Obviously this increased patronage brings with it additional costs, such as new buses - though they do seem to all end up on routes other than mine. You might also expect it to bring economies of scale, such as turning once uneconomic subsidised routes, into viable commercial services. Or if not fully able to survive on the fare take alone, at least needing a lower subsidy than when passenger numbers were seven million fewer.

The Auckland public transport subsidy totals around $140 million, and the bus operators take the lion's share.

In September 2007, with the decline in bus patronage finally flattening out, Mr Lee despaired that providing subsidies was "like pumping blood into the patient and getting the odd twitch".

That came after three years in which subsidies had increased 89 per cent with nothing to show for it in terms of passenger growth.

Times have changed. The patient is more than just twitching. It's showing distinct signs of life. To continue the transfusion metaphor, perhaps it's time to turn off the artificial blood supply and encourage the patient to stand on his own two feet.

If he can't, at least he should be made to produce a doctor's certificate showing that he's not malingering.

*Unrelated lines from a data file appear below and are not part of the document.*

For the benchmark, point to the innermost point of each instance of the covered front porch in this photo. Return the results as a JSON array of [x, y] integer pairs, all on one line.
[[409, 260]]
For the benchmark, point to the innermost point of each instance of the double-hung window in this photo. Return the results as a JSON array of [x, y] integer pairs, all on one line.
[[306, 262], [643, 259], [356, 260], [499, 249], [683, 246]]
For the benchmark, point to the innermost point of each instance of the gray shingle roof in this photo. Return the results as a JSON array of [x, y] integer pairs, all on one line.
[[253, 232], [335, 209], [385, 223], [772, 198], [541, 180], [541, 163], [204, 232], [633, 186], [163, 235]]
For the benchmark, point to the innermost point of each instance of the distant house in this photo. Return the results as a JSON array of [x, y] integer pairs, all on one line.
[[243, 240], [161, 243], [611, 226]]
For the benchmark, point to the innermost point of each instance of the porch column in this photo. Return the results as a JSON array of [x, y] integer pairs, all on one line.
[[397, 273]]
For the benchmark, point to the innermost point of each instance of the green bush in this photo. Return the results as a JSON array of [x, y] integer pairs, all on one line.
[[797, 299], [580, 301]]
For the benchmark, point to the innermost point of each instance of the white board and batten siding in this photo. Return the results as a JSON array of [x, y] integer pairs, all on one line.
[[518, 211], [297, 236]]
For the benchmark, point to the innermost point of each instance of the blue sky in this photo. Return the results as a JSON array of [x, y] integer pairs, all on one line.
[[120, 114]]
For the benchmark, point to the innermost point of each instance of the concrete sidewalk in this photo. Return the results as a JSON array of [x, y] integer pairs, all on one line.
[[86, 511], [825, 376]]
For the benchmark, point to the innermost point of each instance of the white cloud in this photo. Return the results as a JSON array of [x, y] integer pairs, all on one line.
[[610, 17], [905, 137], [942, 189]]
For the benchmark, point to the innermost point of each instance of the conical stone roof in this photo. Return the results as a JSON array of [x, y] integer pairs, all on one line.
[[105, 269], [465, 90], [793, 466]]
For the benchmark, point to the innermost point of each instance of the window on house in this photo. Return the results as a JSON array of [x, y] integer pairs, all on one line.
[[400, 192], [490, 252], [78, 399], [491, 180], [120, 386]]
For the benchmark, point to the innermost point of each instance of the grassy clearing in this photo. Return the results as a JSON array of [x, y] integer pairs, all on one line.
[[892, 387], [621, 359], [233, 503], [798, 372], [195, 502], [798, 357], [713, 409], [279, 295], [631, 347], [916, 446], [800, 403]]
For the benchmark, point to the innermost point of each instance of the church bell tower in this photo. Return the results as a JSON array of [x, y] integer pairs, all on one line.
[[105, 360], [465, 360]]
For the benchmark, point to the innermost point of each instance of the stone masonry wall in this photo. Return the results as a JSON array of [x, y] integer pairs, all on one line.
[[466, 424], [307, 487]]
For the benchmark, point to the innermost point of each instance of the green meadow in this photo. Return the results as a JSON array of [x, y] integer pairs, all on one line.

After all, it happens the other way round. In 2005, NZ Bus's former owners, Stagecoach. beat off rivals in the tender process, then a year or so later, came back to say they could no longer operate 13 of its "commercial" routes without a subsidy. It had the regional transport authority over a barrel with the choice of leaving the passengers high and dry, or giving in and providing a subsidy.

In the end it handed over $8 million to add to the existing $40.6 million subsidy bill.

Now that times are more rosy, it's time to try the process in reverse. Remove the subsidy where it's no longer warranted.